Best for Cast, smart-home controls, and non-tech households
Best for Google Cast and smart homes: Google TV Streamer
Google wins cleanly if your decision starts with Google Cast or Google Home. The Streamer product page calls out the home panel, Find My Remote, and Google-centric control story plainly. If those are the features you actually use every week, Google TV Streamer is the more logical buy.
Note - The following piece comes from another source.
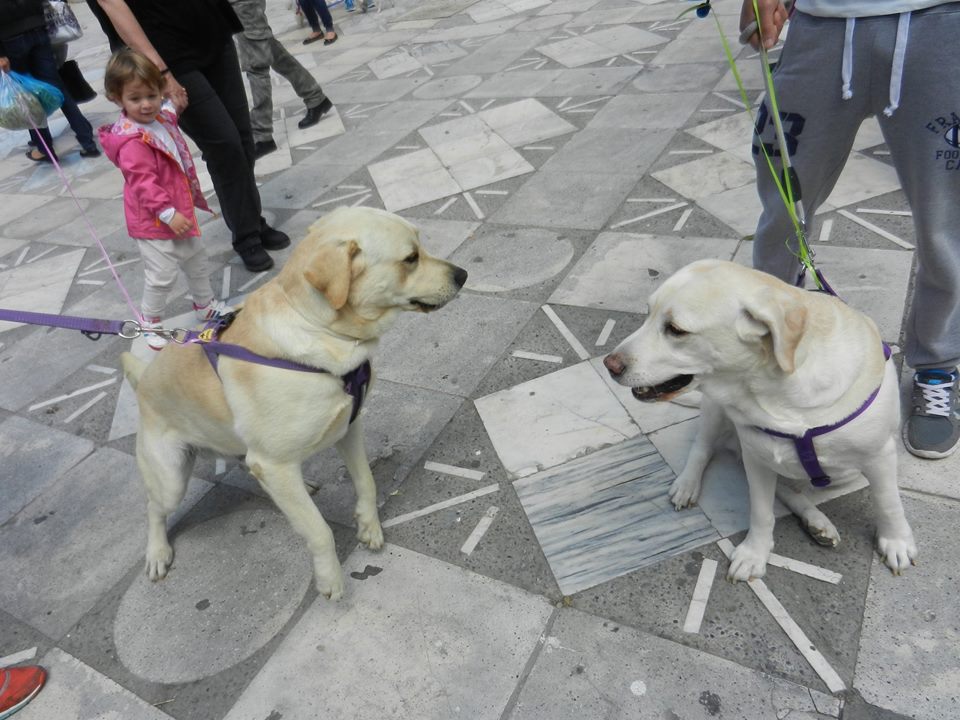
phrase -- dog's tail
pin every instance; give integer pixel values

Best for non-tech households: Roku Ultra
Roku wins if the person using the TV does not want to think about the platform. It is the streamer we would hand to a relative who just wants Netflix, YouTube TV, and local live-TV apps to open fast and stay understandable. That same logic is why Roku still shows up so often in our best streaming device for cord cutting guide.
Bottom line
Roku Ultra is still the better default premium streamer for most buyers. The pricing is now even with Google TV Streamer, and Roku still turns that money into the simpler interface, the better remote, and the lower-friction living-room experience.
Google TV Streamer is the better specialized pick if your house already behaves like a Google house. So the 2026 answer to Roku Ultra vs Chromecast is straightforward: treat Chromecast as the legacy search term, compare Roku Ultra against Google TV Streamer, and choose Roku unless Cast and Google Home are central to the purchase.